Trump administration floats proposed executive order
As that battle carries on, the Trump administration has floated a proposed executive order that all federally funded research be made immediately available to the public upon publication — directly challenging paywalls by some publishers that restrict such access, for up to a year, to those who pay. Schekman and 20 other Nobel laureates signed a letter to Trump in support of it. “The old model of subscription publication is not a good fit for the modern electronic era,” they wrote.
The White House proposal has further alarmed publishers, particularly those run by scientific societies, which rely on revenues from subscribers to validate the science through peer review and distribute their findings.
Fred Hutch transplant physician Dr. Stephanie Lee, who holds the David and Patricia Giuliani/Oliver Press Endowed Chair in Cancer Research and is president of the American Society of Hematology, responded for the society in a letter to President Trump. She wrote that the proposal could significantly harm “scientific rigor, discovery and innovation” by threatening the resources needed to staff a high-quality peer review, curation and dissemination system. (At this time, Fred Hutch has not taken a position on the proposed executive order.)
The push for open access, however, has strong support from powerful players. bioRxiv has received funding from the Chan Zuckerberg Initiative, a limited liability company founded by Facebook founder Mark Zuckerberg and his wife, Dr.
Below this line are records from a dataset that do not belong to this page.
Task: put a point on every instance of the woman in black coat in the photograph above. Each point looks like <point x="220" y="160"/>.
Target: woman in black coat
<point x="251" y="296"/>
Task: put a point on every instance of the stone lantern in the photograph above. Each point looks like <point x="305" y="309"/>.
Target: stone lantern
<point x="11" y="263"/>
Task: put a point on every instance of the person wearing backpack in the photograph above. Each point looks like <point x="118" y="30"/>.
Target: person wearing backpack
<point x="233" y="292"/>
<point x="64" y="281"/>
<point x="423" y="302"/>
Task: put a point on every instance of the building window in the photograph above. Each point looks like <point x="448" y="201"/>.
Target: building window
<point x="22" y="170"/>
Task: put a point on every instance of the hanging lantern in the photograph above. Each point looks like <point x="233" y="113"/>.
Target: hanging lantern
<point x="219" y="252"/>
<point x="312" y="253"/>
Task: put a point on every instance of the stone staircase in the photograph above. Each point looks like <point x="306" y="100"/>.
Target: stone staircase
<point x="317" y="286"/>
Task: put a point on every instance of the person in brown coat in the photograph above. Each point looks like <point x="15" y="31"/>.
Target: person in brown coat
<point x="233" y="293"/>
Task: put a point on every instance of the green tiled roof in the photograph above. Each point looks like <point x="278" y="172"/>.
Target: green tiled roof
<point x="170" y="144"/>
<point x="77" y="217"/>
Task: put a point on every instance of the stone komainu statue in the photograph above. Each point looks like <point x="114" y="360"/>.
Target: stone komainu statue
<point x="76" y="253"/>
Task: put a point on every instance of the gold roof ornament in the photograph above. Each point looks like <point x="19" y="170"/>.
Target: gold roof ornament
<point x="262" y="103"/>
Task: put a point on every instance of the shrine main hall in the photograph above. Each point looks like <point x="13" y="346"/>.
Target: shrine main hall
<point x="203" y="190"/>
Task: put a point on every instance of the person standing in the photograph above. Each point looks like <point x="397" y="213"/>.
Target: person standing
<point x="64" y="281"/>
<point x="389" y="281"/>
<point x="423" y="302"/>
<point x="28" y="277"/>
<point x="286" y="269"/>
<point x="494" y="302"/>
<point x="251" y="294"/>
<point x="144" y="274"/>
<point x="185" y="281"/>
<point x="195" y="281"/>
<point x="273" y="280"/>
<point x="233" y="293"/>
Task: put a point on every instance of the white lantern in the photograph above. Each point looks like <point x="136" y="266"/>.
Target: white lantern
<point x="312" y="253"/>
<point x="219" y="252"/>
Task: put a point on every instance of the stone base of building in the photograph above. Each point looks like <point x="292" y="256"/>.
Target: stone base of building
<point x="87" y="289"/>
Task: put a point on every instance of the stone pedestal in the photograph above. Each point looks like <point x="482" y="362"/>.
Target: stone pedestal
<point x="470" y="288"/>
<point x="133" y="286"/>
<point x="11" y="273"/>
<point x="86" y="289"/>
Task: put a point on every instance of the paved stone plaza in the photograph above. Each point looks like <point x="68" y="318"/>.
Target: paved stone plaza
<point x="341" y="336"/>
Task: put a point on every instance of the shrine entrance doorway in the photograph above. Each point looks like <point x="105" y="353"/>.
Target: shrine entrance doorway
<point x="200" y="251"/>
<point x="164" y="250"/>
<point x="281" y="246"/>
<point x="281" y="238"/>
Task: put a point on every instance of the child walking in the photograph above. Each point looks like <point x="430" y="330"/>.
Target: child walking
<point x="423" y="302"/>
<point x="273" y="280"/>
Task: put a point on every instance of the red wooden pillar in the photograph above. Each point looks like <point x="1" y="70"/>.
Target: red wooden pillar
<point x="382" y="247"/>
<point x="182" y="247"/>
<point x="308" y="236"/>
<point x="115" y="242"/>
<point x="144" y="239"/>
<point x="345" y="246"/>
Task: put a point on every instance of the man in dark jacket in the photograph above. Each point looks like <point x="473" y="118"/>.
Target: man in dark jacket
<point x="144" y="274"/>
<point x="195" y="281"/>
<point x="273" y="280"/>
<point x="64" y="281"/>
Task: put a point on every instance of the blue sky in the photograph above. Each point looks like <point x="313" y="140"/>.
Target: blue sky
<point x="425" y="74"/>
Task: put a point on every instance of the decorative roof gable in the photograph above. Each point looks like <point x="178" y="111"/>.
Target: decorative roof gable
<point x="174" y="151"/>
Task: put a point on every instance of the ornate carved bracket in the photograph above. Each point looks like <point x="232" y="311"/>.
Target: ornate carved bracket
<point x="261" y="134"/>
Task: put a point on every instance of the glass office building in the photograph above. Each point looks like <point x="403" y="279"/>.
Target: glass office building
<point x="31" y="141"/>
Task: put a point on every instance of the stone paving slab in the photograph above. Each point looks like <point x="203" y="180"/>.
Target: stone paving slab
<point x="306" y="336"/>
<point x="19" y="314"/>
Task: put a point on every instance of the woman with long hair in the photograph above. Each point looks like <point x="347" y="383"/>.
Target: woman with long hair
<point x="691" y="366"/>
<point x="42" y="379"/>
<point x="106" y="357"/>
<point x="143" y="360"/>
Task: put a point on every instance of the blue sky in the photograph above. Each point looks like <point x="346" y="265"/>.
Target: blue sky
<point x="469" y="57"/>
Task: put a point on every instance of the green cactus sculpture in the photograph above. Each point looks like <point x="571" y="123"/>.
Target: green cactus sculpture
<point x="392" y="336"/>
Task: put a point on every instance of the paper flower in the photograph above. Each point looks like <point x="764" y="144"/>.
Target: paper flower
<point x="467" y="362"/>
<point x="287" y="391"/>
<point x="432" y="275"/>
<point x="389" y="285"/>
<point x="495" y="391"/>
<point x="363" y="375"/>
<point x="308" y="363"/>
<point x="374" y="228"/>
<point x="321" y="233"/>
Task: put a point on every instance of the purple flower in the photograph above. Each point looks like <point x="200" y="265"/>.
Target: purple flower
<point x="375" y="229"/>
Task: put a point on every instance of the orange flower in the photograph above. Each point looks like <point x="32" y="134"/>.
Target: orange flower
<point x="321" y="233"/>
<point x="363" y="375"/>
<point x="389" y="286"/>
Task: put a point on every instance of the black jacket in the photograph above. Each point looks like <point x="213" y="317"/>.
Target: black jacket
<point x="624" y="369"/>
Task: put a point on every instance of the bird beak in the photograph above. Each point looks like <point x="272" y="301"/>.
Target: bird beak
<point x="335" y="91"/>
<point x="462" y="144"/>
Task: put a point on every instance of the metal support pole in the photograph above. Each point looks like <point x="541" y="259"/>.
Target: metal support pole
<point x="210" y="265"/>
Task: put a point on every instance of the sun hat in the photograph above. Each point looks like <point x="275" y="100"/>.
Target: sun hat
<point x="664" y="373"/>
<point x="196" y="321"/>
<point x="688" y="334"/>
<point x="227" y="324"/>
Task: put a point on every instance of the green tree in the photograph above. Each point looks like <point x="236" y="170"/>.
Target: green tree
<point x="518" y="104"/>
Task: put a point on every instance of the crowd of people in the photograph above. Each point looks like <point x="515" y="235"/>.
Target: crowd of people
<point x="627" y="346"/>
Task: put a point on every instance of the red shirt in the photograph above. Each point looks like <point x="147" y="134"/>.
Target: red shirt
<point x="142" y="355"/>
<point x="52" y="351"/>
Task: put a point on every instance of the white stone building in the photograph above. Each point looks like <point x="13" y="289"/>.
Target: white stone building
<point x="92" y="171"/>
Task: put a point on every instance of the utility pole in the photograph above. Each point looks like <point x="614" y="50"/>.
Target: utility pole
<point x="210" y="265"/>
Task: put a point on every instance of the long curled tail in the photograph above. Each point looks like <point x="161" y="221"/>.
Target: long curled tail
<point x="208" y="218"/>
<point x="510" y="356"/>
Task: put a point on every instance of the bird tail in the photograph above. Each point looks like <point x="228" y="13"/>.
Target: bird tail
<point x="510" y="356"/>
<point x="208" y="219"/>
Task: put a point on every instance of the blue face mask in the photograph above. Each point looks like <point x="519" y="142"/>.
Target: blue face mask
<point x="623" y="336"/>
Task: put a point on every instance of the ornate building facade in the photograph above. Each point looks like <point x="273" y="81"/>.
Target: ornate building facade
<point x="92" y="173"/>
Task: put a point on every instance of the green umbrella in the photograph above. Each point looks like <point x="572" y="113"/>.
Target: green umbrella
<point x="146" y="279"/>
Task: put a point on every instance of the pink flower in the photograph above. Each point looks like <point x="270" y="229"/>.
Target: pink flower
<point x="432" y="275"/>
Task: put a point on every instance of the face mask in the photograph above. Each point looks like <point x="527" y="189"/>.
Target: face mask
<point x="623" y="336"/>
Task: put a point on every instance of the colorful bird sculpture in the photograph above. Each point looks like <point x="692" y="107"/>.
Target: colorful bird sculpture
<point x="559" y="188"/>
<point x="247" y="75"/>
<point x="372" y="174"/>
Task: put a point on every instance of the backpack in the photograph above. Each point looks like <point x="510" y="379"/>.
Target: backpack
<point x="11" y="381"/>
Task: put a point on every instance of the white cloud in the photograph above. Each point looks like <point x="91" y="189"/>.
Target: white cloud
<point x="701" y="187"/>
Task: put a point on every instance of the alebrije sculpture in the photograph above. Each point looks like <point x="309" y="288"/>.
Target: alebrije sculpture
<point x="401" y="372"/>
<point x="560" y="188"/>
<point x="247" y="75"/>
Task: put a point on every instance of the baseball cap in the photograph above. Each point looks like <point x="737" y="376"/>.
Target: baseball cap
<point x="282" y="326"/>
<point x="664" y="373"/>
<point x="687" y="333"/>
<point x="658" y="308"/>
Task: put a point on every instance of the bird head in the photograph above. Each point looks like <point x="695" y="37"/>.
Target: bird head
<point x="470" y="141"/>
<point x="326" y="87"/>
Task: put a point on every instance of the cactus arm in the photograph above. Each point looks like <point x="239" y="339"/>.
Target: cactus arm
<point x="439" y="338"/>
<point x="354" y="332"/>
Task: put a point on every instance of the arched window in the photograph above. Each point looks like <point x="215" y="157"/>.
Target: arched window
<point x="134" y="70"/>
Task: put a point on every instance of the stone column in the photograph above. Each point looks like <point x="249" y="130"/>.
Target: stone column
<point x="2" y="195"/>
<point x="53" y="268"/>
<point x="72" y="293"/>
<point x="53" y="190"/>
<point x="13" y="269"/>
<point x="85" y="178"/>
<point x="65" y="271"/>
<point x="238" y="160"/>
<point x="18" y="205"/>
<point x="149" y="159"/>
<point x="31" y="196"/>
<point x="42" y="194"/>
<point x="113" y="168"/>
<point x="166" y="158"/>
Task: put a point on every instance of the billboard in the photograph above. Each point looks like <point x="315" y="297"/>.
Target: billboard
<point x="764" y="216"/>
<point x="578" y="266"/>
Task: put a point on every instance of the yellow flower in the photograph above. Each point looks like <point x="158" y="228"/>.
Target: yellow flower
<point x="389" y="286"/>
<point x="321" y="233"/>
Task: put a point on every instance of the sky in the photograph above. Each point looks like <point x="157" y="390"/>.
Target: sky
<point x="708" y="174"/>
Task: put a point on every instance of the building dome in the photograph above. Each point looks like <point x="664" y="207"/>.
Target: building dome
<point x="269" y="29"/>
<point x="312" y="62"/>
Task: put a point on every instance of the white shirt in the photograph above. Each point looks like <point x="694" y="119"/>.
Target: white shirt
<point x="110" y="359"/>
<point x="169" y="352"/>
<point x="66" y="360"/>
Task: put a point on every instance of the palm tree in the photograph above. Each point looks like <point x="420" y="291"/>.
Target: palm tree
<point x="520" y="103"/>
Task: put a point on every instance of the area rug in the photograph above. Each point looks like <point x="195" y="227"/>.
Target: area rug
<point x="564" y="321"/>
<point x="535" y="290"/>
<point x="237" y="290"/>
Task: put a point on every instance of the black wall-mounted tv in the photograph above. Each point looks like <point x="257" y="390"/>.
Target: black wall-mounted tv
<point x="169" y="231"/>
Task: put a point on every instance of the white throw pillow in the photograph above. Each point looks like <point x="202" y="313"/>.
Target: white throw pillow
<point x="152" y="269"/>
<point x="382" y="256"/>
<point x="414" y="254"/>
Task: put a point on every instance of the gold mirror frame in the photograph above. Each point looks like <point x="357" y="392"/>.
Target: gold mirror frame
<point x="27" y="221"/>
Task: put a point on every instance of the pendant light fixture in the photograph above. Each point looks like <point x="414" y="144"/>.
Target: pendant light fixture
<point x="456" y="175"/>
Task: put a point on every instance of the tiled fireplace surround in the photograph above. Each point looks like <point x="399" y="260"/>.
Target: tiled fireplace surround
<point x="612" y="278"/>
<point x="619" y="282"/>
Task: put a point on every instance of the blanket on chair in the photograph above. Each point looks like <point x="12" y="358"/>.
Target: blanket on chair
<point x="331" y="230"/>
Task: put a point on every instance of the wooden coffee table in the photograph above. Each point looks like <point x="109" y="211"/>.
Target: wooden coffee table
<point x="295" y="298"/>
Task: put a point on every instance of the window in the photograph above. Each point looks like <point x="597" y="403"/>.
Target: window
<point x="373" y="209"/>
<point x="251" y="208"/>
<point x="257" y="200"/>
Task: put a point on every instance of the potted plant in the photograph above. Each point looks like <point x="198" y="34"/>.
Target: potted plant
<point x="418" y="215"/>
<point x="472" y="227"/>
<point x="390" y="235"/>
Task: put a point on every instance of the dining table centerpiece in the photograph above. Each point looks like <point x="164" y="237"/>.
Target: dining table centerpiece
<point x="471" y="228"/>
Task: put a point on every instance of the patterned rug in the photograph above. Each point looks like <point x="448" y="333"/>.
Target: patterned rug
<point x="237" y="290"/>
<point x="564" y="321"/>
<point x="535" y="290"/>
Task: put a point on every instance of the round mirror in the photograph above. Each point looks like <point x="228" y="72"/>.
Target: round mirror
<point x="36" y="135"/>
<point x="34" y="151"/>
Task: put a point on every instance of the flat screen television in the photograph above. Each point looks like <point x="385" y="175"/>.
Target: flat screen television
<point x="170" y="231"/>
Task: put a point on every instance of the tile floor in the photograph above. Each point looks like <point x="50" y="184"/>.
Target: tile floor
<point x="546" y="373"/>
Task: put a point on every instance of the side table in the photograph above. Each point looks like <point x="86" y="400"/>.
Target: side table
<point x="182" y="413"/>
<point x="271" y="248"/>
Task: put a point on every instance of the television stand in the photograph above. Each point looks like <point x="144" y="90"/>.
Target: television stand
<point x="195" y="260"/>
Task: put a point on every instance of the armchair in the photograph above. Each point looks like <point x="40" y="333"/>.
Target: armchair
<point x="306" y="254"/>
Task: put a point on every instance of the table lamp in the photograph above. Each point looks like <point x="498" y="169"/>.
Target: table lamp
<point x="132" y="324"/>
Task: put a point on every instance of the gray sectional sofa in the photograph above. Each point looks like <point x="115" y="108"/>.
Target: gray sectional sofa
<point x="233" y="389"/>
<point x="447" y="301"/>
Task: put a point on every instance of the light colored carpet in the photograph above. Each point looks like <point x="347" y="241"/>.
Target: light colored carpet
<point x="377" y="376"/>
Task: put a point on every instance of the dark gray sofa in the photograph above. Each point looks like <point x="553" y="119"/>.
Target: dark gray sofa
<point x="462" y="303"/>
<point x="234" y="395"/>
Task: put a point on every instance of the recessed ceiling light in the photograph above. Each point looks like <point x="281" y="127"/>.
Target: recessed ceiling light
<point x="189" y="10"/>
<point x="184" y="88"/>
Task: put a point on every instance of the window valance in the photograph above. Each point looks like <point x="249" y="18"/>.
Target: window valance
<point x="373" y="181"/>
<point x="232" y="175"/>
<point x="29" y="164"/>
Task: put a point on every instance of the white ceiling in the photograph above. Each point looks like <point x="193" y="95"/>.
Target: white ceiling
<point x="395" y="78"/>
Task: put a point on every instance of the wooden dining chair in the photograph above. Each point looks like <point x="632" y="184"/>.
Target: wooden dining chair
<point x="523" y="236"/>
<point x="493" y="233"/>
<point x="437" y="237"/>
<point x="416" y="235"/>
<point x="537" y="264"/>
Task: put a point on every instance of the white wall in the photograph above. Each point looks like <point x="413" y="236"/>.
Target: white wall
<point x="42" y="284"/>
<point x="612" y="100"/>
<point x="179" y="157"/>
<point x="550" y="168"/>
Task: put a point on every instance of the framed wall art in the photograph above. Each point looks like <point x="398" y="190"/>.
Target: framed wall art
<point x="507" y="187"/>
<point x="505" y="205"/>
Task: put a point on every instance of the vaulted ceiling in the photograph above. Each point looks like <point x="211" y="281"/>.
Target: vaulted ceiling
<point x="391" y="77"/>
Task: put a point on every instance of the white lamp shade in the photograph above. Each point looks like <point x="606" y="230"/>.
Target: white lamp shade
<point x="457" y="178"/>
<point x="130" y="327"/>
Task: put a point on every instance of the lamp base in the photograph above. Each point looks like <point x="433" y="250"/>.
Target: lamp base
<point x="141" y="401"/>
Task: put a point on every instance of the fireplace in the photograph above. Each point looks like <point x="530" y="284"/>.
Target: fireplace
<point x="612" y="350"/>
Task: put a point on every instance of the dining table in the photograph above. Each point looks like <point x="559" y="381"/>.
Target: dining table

Pricilla Chan. The Bill & Melinda Gates Foundation since 2017 requires all peer-reviewed research funded by the organization to be immediately and freely available through open access publication. eLife was launched with support from the Howard Hughes Medical Institute, the Max Planck Society and the Wellcome Trust.
Stakeholders in the debate over open science have set aside some their differences in response to the coronavirus crisis. Nearly 100 publishers, research foundations and drug makers have pledged to provide open access to new research regarding the disease and share laboratory findings with the World Health Organization, “at least for the duration of the outbreak.”
Top-tier medical journals have been establishing open-access, peer-reviewed sister publications, such as the American Medical Association’s JAMA Network Open, launched in 2018. Researchers pay a fee to post peer-reviewed articles on the online site, in a process designed to be quicker than other JAMA journals'.
Dr. Frederick Rivara, a professor of pediatrics at Seattle Children’s, is editor-in-chief. “I think we in the health sciences have been a little late in adopting open science,” he said. “The principle is that, by design, research conducted openly and transparently leads to better science, and it is what we are all trying to do.”